Monday, July 25, 2011

Here's to you, Mr. J. Croft Petersmeyer III

Elisabeth and Croft Petersmeyer Jingleheimer Schmidt.

I love the smell of roasted student in the morning.

I had a great time on the weekend attending my first former-student wedding - the former student being Croft Petersmeyer, who had the misfortune of being in the first CreComm class I ever taught, and the good fortune to marry Elisabeth Mague. All's well that ends well!

Even better, I got to make a short speech at the wedding. And it went something like this (cue wavy lines and dream music):

A salute to being Petersmeyeresque: 

I’m Croft’s friend and before that I was his college teacher. This is a big day for Croft but it’s a bigger day for me – because this is one of the few chances I’ve ever had to tell a former student what I really think of him. In public. 

Croft asked me to write jokes, so I brought along his report card. And I will read aloud from it: Advertising: C. Public Relations: C. Journalism: C. TV: C. Radio: C. Teacher’s comment: If you let me speak at your wedding, I’ll change these marks to As.

When Croft was a student, he once told me that he was either going to get an A+ or drop out of school. So, congratulations, Elisabeth – you’ve either got the best husband in the world.

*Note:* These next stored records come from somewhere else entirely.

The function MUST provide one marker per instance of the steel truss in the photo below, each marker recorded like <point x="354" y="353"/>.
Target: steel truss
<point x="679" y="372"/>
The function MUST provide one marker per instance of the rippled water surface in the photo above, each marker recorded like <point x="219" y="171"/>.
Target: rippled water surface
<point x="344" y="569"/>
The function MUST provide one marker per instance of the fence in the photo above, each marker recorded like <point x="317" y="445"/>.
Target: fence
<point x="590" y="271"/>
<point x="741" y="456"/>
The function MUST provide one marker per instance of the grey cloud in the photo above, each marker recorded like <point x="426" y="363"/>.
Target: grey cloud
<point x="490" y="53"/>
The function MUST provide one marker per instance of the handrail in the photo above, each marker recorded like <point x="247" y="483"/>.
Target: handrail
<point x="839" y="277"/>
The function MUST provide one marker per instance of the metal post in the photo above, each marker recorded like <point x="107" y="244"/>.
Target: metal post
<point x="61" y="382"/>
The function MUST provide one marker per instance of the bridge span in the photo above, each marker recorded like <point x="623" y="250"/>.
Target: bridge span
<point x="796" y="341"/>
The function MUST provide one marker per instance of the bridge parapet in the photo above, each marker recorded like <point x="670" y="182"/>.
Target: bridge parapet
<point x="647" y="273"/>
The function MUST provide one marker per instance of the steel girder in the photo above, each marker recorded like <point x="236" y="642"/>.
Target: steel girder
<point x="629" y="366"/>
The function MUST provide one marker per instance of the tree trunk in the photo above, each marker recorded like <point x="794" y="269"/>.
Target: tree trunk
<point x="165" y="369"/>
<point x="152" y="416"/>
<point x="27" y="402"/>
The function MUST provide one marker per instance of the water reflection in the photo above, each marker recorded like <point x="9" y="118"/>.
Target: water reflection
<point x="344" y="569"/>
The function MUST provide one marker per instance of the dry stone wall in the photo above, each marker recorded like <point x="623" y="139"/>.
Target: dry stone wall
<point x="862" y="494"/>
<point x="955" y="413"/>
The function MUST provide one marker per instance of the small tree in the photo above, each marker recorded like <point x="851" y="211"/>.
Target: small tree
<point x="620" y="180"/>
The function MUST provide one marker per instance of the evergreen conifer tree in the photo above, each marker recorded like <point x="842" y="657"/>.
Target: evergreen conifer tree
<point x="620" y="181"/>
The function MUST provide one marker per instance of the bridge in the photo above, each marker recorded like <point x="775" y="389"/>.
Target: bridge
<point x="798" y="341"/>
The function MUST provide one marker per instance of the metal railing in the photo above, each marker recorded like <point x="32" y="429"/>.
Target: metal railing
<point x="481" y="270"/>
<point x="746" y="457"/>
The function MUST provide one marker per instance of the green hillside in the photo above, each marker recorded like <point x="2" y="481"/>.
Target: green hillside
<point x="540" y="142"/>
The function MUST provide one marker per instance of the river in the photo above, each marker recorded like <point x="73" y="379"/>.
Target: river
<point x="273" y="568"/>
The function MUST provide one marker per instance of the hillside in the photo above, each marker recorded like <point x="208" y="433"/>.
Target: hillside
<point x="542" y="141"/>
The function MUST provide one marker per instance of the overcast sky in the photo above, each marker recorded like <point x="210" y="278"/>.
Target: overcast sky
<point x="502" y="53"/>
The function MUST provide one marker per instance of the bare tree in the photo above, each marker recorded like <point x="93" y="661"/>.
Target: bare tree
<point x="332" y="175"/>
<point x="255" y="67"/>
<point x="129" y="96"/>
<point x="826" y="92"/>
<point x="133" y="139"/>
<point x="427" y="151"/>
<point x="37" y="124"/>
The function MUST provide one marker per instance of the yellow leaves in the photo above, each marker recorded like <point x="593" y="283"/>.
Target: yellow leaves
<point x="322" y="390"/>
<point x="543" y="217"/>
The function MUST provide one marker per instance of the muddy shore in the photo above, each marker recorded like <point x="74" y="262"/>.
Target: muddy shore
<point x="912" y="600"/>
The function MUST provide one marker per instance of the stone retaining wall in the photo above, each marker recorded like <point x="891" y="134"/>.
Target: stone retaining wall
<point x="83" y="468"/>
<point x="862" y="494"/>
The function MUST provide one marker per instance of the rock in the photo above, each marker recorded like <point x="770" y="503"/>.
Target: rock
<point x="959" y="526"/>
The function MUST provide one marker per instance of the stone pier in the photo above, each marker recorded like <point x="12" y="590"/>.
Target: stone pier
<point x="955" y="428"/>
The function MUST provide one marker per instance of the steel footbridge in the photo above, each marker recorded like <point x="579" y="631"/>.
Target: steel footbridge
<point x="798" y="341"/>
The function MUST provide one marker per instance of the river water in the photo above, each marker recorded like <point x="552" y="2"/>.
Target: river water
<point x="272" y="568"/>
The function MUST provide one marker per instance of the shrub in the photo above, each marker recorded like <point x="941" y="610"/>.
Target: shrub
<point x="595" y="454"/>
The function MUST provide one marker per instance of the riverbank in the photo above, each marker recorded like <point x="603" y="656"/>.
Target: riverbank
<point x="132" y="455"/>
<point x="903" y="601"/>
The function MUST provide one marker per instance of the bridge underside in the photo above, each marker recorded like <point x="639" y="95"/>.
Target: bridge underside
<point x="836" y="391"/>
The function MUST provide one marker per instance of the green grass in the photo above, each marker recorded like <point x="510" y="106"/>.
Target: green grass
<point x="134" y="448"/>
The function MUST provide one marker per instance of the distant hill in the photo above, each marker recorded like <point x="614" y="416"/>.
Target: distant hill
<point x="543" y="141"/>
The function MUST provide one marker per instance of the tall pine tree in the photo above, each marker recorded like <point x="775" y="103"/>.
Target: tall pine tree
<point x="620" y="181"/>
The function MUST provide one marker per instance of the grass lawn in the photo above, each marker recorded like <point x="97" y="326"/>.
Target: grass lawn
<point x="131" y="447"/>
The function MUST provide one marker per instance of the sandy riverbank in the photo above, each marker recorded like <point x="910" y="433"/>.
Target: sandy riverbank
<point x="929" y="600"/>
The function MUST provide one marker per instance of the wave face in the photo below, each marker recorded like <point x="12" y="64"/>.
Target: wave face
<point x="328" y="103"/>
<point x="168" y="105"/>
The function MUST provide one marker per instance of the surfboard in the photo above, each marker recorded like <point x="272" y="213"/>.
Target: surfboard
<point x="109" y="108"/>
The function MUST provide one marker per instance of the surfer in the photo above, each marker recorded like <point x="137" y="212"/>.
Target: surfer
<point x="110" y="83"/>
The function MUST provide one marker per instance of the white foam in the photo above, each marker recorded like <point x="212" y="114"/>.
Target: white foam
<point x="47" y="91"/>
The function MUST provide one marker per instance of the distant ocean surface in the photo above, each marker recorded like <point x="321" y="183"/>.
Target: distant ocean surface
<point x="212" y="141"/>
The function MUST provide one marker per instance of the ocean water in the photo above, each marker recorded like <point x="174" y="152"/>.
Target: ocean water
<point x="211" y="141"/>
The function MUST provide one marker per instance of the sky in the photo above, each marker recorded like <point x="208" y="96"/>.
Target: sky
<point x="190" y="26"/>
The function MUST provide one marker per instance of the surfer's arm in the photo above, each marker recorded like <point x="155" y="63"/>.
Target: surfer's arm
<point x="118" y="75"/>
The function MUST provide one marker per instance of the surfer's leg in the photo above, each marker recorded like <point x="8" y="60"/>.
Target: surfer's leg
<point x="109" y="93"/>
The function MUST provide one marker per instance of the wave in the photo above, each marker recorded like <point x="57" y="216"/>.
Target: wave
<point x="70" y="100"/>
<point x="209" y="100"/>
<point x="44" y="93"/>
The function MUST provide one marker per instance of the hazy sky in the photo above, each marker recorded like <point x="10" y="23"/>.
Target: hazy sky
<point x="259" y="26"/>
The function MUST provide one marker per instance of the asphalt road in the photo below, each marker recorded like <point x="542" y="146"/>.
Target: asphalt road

Or he’s going to disappear on the honeymoon and you’ll never see him again.

I know – and Croft knows – that he graduated, got hired at Pollard Banknote, and is getting married for one thing and one thing only: his looks. Ladies and gentlemen: have you ever seen a lovelier blushing bride than Croft Petersmeyer? I hope I sweat like that when I get married.

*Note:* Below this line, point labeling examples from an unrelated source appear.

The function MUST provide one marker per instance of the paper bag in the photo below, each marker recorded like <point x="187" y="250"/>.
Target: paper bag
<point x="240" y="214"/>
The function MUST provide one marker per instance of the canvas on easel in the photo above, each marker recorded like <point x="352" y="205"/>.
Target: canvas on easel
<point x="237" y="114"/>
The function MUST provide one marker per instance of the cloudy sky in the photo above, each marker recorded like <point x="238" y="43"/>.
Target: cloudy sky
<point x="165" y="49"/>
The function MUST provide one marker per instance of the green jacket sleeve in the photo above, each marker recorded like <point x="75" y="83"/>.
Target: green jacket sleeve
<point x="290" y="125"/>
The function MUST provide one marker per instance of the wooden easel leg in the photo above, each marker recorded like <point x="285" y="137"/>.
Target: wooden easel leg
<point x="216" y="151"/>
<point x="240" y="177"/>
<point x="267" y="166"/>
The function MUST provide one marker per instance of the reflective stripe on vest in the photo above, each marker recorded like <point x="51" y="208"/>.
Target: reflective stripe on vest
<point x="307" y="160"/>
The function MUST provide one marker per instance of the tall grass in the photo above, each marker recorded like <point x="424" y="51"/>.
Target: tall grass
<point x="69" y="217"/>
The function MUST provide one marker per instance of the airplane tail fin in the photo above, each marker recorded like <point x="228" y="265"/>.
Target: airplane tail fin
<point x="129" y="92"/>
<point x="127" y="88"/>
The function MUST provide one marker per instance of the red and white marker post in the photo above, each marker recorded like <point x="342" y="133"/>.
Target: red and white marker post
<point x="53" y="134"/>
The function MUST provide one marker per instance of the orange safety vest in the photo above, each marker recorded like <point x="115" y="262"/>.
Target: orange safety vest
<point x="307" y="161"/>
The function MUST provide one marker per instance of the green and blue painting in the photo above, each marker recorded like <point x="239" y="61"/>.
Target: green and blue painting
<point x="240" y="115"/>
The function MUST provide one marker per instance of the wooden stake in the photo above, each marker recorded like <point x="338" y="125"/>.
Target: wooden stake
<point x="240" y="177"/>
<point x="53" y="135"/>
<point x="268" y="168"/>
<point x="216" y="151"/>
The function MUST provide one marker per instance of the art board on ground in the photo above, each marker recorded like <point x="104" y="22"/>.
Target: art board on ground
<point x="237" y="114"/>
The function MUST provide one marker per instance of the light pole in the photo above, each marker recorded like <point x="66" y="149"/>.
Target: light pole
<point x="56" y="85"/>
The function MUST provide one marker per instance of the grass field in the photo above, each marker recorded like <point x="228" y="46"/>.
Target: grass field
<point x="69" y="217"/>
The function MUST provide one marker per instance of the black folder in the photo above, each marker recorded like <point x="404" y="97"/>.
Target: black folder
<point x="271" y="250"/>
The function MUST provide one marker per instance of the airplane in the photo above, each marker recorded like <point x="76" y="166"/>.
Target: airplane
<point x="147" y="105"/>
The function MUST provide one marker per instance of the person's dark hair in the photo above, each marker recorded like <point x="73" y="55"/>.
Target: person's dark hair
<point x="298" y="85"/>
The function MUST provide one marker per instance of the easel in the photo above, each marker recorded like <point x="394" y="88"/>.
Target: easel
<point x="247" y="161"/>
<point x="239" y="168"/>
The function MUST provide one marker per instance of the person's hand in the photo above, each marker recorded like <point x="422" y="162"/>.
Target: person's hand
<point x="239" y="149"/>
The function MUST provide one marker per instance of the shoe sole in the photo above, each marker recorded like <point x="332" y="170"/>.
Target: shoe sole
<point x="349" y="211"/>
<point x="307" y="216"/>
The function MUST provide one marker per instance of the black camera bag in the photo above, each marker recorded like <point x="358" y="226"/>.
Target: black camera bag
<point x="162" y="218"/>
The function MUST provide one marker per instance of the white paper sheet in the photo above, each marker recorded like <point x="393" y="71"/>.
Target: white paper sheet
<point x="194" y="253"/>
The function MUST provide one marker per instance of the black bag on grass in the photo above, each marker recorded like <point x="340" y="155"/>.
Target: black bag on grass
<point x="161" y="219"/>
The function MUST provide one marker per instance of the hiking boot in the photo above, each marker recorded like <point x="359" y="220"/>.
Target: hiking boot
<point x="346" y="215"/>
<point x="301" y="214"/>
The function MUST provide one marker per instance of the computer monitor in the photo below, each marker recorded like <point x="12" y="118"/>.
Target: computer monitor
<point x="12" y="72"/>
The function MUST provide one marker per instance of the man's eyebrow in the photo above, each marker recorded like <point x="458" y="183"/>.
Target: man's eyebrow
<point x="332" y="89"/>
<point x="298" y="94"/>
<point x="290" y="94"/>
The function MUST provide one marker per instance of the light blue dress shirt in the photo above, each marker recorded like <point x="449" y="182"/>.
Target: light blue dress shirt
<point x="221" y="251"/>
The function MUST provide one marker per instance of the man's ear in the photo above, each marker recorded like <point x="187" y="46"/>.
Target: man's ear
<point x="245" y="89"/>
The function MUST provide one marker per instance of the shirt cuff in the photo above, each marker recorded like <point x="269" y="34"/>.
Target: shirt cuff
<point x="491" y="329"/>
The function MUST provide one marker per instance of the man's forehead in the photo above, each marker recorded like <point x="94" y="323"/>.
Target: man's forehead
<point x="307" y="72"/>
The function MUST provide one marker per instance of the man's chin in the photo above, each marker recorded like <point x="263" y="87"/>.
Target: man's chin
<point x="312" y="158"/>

It’s hard to tell if Croft’s blushing, because his face is always red. The man is a human thermometer. And the long-range forecast is for high blood pressure.

They say the first impression is the lasting impression – and the first impression with Croft is, “What the hell did you say your name was?”

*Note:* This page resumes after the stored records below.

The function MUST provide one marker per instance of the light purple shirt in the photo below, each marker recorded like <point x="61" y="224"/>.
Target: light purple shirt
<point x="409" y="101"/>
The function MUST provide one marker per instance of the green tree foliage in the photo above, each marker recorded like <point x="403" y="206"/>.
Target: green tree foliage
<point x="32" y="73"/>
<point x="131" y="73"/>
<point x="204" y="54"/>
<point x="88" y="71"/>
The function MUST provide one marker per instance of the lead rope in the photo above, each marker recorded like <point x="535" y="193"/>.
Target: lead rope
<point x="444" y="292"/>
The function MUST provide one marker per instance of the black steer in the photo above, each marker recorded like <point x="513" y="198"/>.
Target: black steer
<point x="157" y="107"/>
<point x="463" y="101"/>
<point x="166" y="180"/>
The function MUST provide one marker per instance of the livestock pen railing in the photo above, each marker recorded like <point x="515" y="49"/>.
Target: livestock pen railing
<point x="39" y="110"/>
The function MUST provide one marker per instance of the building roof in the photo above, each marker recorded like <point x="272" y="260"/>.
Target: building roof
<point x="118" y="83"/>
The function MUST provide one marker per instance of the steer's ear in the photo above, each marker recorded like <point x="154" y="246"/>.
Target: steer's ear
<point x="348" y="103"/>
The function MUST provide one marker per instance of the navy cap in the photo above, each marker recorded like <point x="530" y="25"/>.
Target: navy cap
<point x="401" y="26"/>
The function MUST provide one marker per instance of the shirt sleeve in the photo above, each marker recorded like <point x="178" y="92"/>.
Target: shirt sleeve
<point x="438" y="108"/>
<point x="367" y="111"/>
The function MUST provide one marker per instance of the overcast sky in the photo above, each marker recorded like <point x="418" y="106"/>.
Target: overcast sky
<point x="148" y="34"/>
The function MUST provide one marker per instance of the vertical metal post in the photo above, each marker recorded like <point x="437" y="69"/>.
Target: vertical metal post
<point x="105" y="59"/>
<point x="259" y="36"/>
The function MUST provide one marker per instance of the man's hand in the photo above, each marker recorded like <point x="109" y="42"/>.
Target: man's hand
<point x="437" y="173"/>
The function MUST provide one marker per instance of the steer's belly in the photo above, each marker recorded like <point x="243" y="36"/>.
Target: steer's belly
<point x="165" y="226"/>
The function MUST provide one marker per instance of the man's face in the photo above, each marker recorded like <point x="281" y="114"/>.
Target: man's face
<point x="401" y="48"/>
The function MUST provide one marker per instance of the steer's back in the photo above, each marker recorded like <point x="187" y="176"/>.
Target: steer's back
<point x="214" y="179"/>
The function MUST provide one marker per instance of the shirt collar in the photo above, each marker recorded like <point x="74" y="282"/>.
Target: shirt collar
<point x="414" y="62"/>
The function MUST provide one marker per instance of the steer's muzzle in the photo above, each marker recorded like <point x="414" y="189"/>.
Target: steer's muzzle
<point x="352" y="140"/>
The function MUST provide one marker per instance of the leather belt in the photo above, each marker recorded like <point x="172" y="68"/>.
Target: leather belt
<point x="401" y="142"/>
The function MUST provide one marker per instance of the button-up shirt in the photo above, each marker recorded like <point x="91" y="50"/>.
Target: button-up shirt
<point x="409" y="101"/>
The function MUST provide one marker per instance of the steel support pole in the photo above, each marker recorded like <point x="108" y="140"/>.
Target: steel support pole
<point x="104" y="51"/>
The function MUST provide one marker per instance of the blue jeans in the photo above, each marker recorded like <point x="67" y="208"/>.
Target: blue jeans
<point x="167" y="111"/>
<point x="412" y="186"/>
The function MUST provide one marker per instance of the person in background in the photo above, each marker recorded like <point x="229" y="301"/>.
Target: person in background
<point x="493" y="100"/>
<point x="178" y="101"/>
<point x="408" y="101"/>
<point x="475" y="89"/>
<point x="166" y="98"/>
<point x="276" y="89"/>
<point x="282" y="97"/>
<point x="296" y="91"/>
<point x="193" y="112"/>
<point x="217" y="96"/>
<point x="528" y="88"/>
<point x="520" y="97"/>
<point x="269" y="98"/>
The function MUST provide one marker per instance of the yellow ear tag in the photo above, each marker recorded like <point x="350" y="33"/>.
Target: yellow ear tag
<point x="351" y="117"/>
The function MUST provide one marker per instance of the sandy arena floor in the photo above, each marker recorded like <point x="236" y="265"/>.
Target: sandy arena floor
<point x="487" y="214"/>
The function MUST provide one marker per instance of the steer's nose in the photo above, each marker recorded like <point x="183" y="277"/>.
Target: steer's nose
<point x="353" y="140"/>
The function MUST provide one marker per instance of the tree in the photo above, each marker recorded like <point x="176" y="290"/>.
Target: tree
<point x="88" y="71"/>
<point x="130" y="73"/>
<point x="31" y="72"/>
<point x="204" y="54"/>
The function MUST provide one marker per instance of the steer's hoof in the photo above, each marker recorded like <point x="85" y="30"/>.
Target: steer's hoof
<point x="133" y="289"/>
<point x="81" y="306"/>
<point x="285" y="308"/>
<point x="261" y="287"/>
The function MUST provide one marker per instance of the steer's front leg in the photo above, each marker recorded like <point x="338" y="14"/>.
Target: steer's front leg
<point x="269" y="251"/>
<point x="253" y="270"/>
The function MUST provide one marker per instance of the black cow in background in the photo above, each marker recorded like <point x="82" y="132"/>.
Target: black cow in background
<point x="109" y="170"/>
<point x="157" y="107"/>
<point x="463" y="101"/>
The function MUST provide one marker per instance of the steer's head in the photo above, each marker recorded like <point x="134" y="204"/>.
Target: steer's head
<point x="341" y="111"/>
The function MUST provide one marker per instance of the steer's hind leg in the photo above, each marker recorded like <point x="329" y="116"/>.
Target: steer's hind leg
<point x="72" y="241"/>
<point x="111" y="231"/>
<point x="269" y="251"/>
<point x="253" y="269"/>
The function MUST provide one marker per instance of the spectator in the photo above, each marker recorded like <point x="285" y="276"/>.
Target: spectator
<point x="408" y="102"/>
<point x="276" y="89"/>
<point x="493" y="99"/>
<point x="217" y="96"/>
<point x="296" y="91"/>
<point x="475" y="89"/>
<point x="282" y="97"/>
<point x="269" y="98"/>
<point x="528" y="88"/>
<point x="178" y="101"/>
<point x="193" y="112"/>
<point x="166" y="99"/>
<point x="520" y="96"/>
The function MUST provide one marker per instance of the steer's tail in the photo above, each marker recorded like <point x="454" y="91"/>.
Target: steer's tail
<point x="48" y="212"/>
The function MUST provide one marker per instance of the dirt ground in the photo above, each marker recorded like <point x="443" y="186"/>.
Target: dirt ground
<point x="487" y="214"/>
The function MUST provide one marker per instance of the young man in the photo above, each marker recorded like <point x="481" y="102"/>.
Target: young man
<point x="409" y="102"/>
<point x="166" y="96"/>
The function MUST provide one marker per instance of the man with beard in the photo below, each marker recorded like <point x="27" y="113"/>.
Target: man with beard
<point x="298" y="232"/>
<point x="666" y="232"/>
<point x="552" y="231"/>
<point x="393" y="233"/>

Imagine the magical moment when Elisabeth told her family, “I’m in love with Croft Petersmeyer.”

“We all love Kraft Peanutbutter.”

“No: Croft Petersmeyer.”

“Peter Croftsmeyer.”

“No: Croft Petersmeyer.”

“Meyers Croftpeter.”

“No: Croft Petersmeyer.”

“Cracked Weisenheimer.”

No: Croft Petersmeyer.

“Rumpelstiltskin?”

“Close enough.”

Elizabeth will not be taking Croft’s last name. Good decision. Elisabeth is a great name. Sounds like royalty. Queen Elisabeth. Then you tack Petersmeyer onto the end – Queen Elisabeth Petersmeyer. That’s just a German rapper.

Croft is disappointed because he wanted Elisabeth to take both his names, so he could say, “I’m Croft Petersmeyer, and so is my wife.”

Croft told me not to worry if no one laughs, because half the audience is French.

Croft is an intense guy – because he cares so much. Some would say too much. Croft’s class once got me to pretend we were going to have a test, just to make his head explode. He walked into the class and I announced the test. And I wish I could say I was surprised when his head actually exploded.

However, the class was very surprised when the pieces poured back together like Arnold Schwarzenegger in Terminator 2.

I’m sorry – I forgot that it’s bad luck to mention Arnold Schwarzenegger at a wedding. Don’t worry, Elisabeth: there’s a big difference between Croft and Arnold Schwarzenegger: no one wants to sleep with Croft. Probably not even you. Probably not even Croft.

But that’s OK, because, for Croft, sex is like elves and hobbits – they only exist in his mind.

Croft was a great student and he is a great friend. And I want to say, thank you, Croft for that. And I’d like to wish you and Queen Elisabeth Petersmeyer all the best as you embark on a lifetime of happiness together.

Please join me in toasting Kraft Peanutbutter.